La France n'est pas épargnée par cette fièvre. Les écoles de commerce en profitent même pour étoffer leur gamme, rénover des MBA créés il y a parfois trente ans et augmenter les tarifs de leurs formations. HEC aligne désormais trois MBA différents : le MBA de HEC (ex-ISA), l'Executive MBA (ex-CPA) et, dernier-né, le programme Trium, monté en association avec New York University (NYU) et la London School of Economics (LSE). Ce dernier est d'ailleurs parmi les plus chers du marché. « L'an dernier, nous avions fixé son prix à 81 375 euros. En 2003, il sera à 85 560 euros, note François Collin, directeur des programmes internationaux de HEC Executive Development. Nous nous alignons ainsi sur les tarifs américains pour un produit de formation résolument haut de gamme. » De son côté, l'EM Lyon a décidé cette année de scinder son MBA trentenaire, le Cesma, en deux. « Nous avons créé un programme à plein temps sur un an et un Executive MBA, proposé en temps partiel sur deux ans, précise Christophe Chaumont. L'International MBA à plein temps s'adresse à des cadres juniors, tandis que le programme en formation continue est destiné à un public plus expérimenté. »
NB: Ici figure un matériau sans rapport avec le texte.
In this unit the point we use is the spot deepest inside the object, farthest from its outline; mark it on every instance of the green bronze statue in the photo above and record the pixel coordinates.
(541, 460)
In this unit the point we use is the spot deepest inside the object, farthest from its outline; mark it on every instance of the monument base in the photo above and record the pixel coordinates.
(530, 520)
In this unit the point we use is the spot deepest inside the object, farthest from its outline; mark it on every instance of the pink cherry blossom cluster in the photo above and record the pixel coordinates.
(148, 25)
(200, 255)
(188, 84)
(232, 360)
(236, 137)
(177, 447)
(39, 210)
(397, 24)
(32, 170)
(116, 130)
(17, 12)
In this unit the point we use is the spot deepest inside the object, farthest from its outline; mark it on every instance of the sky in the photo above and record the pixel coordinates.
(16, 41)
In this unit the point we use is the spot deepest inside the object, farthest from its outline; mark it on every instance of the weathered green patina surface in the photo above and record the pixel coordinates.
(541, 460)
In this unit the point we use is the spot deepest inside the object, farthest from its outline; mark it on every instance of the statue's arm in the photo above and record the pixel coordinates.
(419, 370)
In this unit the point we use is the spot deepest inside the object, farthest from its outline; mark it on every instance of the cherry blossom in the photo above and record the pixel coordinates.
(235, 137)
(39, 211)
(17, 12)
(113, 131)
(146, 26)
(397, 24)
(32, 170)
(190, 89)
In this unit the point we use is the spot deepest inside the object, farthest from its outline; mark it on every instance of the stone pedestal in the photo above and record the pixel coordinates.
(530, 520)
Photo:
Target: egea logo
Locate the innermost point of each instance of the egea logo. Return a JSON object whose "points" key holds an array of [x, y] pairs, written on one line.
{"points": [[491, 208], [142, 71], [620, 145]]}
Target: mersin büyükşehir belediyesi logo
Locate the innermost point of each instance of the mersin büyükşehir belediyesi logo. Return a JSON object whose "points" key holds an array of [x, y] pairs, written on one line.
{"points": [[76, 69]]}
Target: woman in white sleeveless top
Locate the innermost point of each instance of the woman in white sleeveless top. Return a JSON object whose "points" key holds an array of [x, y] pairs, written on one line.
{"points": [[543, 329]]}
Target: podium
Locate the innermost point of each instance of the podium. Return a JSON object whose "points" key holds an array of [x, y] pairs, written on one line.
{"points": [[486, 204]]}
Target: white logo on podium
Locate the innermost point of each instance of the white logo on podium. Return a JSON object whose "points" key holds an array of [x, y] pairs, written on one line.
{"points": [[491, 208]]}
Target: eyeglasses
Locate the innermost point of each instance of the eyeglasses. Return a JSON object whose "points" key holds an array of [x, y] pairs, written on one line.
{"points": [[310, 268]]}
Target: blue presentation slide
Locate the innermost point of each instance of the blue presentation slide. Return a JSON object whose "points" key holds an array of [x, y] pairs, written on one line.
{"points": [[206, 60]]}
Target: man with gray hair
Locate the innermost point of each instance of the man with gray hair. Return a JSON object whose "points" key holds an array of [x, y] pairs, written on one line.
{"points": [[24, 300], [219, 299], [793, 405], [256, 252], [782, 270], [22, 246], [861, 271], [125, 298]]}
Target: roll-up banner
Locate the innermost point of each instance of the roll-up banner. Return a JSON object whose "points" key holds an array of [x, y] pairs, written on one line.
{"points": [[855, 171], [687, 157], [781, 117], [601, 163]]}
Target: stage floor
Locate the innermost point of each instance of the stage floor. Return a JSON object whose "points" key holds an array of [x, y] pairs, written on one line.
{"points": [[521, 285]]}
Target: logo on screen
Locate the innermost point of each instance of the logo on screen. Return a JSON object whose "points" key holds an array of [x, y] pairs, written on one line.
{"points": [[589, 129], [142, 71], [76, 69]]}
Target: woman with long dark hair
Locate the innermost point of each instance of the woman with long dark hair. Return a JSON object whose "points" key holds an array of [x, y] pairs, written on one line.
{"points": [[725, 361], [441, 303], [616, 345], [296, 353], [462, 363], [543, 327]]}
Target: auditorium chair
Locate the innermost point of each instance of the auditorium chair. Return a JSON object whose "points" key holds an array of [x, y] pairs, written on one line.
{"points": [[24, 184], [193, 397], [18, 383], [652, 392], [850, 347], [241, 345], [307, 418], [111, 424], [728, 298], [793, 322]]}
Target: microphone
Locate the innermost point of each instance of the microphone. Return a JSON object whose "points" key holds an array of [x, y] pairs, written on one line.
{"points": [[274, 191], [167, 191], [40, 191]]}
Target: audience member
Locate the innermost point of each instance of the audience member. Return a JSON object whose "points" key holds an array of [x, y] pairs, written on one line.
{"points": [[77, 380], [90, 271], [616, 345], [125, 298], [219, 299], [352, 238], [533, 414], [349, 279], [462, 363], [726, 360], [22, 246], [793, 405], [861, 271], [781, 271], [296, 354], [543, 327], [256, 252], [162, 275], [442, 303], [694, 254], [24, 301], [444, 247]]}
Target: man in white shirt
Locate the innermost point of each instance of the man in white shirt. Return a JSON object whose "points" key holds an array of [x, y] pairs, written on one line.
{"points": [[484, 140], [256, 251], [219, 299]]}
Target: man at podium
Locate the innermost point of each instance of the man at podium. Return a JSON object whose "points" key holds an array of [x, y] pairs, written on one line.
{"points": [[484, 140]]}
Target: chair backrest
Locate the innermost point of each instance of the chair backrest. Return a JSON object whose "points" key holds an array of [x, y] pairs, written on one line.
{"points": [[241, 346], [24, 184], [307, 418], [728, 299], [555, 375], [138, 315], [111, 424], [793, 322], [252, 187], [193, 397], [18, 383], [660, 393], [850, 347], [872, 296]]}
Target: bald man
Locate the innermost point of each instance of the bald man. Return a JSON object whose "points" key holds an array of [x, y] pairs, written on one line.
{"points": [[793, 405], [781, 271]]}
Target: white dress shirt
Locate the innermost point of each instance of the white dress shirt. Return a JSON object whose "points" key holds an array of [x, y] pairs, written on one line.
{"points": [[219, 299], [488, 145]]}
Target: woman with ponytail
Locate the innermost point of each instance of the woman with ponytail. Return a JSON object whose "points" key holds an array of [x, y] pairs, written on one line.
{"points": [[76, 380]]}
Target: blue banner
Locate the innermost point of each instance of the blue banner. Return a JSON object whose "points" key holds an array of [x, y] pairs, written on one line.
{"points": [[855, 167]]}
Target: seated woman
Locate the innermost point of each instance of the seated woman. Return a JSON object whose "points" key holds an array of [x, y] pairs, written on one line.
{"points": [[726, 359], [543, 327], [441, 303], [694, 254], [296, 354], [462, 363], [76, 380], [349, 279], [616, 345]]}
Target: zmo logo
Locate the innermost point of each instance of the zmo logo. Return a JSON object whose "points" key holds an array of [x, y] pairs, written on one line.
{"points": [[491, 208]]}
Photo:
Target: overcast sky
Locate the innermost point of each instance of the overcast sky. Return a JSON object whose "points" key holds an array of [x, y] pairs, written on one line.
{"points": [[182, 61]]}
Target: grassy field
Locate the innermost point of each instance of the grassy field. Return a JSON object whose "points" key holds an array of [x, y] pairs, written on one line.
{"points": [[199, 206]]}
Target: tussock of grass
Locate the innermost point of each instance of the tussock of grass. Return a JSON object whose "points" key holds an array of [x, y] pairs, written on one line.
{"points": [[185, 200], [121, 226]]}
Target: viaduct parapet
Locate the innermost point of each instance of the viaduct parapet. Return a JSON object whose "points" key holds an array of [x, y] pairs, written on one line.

Les écoles de commerce de second rang ne sont pas absentes de la course. L'ESC Marseille-Provence proposera l'année prochaine pas moins de cinq MBA différents : trois MBA spécialisés (Brand management, Gestion de patrimoine, Bio-Sciences), un Executive MBA et l'Inter MBA en collaboration avec l'IAE d'Aix-en-Provence et deux établissements étrangers (l'école de commerce Strathclyde à Glasgow et l'université de Nyenrode aux Pays-Bas). Arrivées plus tard sur ce créneau, les universités commencent aussi à multiplier les programmes. Dauphine propose un Executive MBA depuis 1999 en partenariat avec l'Université du Québec à Montréal (Uqam). L'IAE d'Aix-en-Provence, pionnier dans le monde universitaire, s'est composé une gamme de trois MBA (Change and technology, l'Euro MBA et l'Inter MBA). L'IAE de Paris annonce quant à lui la création d'un Global partners MBA pour la rentrée prochaine en collaboration avec l'Université publique d'Atlanta aux États-Unis et une business school brésilienne. Reste que ces éclosions tous azimuts donnent aujourd'hui le sentiment d'un joyeux capharnaüm sur la planète MBA. Il est devenu difficile pour les candidats comme pour les recruteurs de s'y retrouver tant le marché est morcelé. Car, désormais, le format MBA, à savoir un programme de management généraliste sur deux ans à plein temps, ouvert aux managers ayant cinq à sept ans d'expérience, n'est plus la seule règle. Depuis deux ans, les grandes business schools conjuguent les MBA à tous les temps : programmes à distance, MBA spécialisés (le Wine MBA de l'ESC Bordeaux, le MBA Aerospace de l'ESC Toulouse) et l'Executive MBA (EMBA) constituent la grande famille des MBA.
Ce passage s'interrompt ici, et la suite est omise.